Secoué, il le sera. Cuisiné aussi. A cause de son collier. Pas n’importe lequel : une gourde d’aspect Saint-Bernard pour secourir les personnes en détresse. Il y en avait, des dunistes qui auraient aimé connaître voire gouter ce breuvage dont seule la couleur sera divulguée : verte. Des herbes, selon Alexandre, expérimenté en herboristerie ? Suspense…
En tout cas, Alexis n’aura pas l’occasion de beaucoup boire car nous nous approchons du sommet. Les dunistes latéraux ont depuis longtemps désertés vers l’avant ou l’arrière, l’étroitesse du sentier les y obligeant. Si bien que les coureurs s’écartent parfois poliment du tracé pour nous dépasser. Le sentier arrive sur un chemin large que nous empruntons avant de re-bifurquer sur un single-track et de rapatrier une brebis égarée ayant préféré choisir la pente ascendante … que nenni ! Y’a encore un peu de montée, mon gars ! Et merci à Fabien qui lance encore un « Et ouvre l’œil, ok ?! » au coureur étourdi.
Nous arrivons sur les hauts, empruntons des chemins plats et des descentes, qui nous permettent de reprendre des forces. Encore une longue montée sur large chemin, mais dont on voit la pseudo-fin, c’est-à-dire qu’après la « descente-qu’on-prend-en-sens-inverse », il y un faux plat qui dure un peu… mais qui descendra, si-si !

Le soleil perce à travers les arbres, cet astre dont on languit depuis si longtemps. A vrai dire non, il a fait son apparition il y a quelques jours, mais là, il est accompagné d’une douceur qui fait rosir nos joues : presque le coup de soleil, quoi ! Que du bonheur.
Et puis, le spectacle (une petite frayeur quand même) d’une Sullivade : comprenez roulade « à la Sullivan ». Il voulait se faire remarquer, le nouveau ? Réussi ! Cédric, à l’avant de la joëlette, esquive le danger en vrai pro, ouf !
Les seuls mètres (deux !) de bitume à fouler sont ceux de la mini-route qui mène au Soulterkopf ; nous les franchissons en entonnant de plus belle notre chanson fétiche jusqu’au ravitaillement et notre fan-club que nous apercevons : Maman, Papa, soeurette et ami d’Alexis, aux visages radieux !
Quelques photos, un morceau de chocolat et la recette officielle de l’objet de toutes les curiosités voire convoitise, la potion magique d’Alexis : de la menthe à l’eau…quelle déception ! Encore 4 bons km de parcours d’après Michel, le cap’tain du stand et coach de Stéphanie qui prend des nouvelles de sa protégée. Il ne propose pas de Picon, à son grand regret … et celui des dunistes masculins !

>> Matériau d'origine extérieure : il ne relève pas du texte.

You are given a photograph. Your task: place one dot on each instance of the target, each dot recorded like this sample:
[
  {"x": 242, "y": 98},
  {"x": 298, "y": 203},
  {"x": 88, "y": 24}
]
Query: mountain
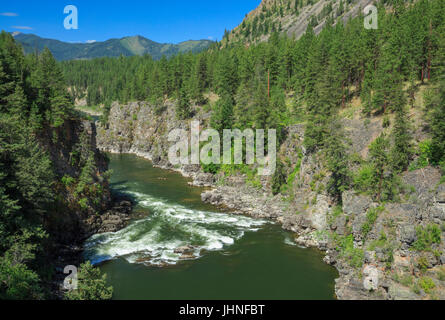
[
  {"x": 291, "y": 17},
  {"x": 128, "y": 46}
]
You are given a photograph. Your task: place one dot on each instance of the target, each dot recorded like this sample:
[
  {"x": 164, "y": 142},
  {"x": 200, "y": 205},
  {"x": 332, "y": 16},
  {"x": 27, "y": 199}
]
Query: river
[{"x": 233, "y": 257}]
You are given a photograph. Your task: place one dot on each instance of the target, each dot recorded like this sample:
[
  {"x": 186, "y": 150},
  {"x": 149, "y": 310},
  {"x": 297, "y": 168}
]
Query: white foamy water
[{"x": 154, "y": 239}]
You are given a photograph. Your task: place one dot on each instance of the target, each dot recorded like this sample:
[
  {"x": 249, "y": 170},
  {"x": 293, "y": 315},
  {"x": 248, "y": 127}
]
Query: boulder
[
  {"x": 371, "y": 278},
  {"x": 355, "y": 204}
]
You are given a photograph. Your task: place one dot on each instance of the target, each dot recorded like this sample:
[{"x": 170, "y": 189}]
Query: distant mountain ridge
[
  {"x": 127, "y": 46},
  {"x": 292, "y": 17}
]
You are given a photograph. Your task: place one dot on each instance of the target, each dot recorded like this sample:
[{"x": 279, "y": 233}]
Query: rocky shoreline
[
  {"x": 380, "y": 264},
  {"x": 114, "y": 219}
]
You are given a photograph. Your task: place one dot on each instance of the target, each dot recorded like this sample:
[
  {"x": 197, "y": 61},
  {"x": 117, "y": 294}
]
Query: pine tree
[{"x": 183, "y": 110}]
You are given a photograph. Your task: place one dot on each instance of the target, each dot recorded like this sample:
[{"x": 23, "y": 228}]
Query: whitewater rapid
[{"x": 169, "y": 226}]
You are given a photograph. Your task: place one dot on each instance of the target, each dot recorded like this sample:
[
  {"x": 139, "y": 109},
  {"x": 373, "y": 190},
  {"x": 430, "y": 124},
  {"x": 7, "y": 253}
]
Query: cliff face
[
  {"x": 284, "y": 17},
  {"x": 375, "y": 247},
  {"x": 76, "y": 215}
]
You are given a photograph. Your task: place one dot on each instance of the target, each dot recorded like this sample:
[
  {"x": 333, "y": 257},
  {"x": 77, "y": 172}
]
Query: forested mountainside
[
  {"x": 292, "y": 17},
  {"x": 361, "y": 123},
  {"x": 128, "y": 46},
  {"x": 53, "y": 180}
]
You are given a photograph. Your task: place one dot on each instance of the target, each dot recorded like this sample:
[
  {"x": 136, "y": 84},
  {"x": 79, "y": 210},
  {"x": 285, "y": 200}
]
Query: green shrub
[
  {"x": 92, "y": 285},
  {"x": 364, "y": 179},
  {"x": 371, "y": 217},
  {"x": 424, "y": 152},
  {"x": 427, "y": 284},
  {"x": 67, "y": 180},
  {"x": 354, "y": 256},
  {"x": 426, "y": 237}
]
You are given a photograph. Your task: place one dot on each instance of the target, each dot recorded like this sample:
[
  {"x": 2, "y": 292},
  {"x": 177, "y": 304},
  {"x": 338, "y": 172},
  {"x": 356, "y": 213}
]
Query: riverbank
[
  {"x": 372, "y": 263},
  {"x": 201, "y": 251}
]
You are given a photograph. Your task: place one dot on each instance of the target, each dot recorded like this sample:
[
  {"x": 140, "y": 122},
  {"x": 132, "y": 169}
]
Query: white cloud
[
  {"x": 22, "y": 27},
  {"x": 9, "y": 14}
]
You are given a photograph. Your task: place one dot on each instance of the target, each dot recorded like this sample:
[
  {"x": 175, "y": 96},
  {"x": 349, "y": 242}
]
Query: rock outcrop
[{"x": 379, "y": 263}]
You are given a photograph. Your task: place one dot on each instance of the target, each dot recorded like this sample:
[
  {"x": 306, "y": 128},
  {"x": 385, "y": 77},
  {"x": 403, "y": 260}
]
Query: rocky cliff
[{"x": 382, "y": 251}]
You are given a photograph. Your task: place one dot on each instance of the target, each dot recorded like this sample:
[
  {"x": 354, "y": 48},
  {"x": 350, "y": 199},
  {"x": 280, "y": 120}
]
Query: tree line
[{"x": 317, "y": 75}]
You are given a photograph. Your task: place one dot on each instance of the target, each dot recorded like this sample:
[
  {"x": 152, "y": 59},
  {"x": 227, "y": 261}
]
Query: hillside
[
  {"x": 292, "y": 17},
  {"x": 128, "y": 46},
  {"x": 360, "y": 122}
]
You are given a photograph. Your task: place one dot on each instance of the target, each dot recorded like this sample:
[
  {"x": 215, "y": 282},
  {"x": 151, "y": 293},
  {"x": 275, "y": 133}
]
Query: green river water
[{"x": 235, "y": 257}]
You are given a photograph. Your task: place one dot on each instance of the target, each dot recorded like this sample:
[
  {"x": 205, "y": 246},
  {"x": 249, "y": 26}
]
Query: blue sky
[{"x": 162, "y": 20}]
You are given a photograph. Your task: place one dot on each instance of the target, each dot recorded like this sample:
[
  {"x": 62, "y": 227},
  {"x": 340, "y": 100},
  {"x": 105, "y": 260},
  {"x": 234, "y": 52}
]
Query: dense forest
[
  {"x": 285, "y": 81},
  {"x": 269, "y": 85},
  {"x": 34, "y": 105}
]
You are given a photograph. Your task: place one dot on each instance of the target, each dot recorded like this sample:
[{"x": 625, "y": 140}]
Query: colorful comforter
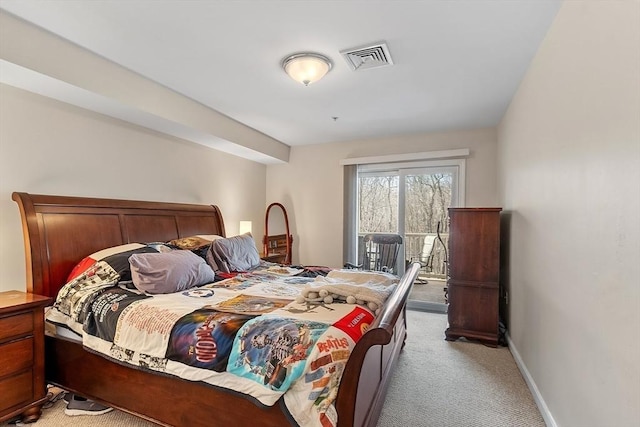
[{"x": 245, "y": 333}]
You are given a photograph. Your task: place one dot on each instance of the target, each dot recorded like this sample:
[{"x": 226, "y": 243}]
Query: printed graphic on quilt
[
  {"x": 272, "y": 351},
  {"x": 204, "y": 338}
]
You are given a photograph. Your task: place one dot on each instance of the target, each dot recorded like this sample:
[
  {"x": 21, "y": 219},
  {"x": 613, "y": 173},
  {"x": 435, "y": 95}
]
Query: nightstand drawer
[
  {"x": 17, "y": 390},
  {"x": 15, "y": 326},
  {"x": 17, "y": 356}
]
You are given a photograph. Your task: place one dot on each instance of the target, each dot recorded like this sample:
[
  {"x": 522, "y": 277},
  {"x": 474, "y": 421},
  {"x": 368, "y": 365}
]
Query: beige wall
[
  {"x": 311, "y": 185},
  {"x": 49, "y": 147},
  {"x": 569, "y": 150}
]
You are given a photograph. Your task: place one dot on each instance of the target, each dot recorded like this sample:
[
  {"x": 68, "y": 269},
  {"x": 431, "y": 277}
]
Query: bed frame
[{"x": 59, "y": 231}]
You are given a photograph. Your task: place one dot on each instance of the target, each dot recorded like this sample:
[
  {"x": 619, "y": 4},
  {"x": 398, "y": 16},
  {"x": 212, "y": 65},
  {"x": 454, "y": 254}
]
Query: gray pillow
[
  {"x": 238, "y": 253},
  {"x": 168, "y": 272}
]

Descentes au programme, et attention au carrefour dangereux : les secours et le plus breton des Coureurs de la Saline, Mickaël, nous rendent attentifs, merci ! Nous sentons la fin de notre aventure proche, en passant près du Marienbronn, où sont entonnés des chants païens. Nicolas nous propose de se rassembler gentiment tous autour d’Alexis ; les poignées avant de la joëlette sont maintenues par deux coureurs, histoire de dégager la vue de notre passager : ça y est, nous sommes prêts pour la descente finale vers l’arche d’arrivée. La musique duniste retentit au détour du chemin, jusqu’à la ligne, haute en décibels et sous les applaudissements !

Quelle belle journée avec Eva et Alexis ! Tout y était : des sourires radieux, quelques blagues douteuses, de la joie exprimée, de la transpiration à évacuer, du jaune, du jaune…. dans les chaleureuses Vosges du Nord. A la prochaine, et gentiment, ok ?!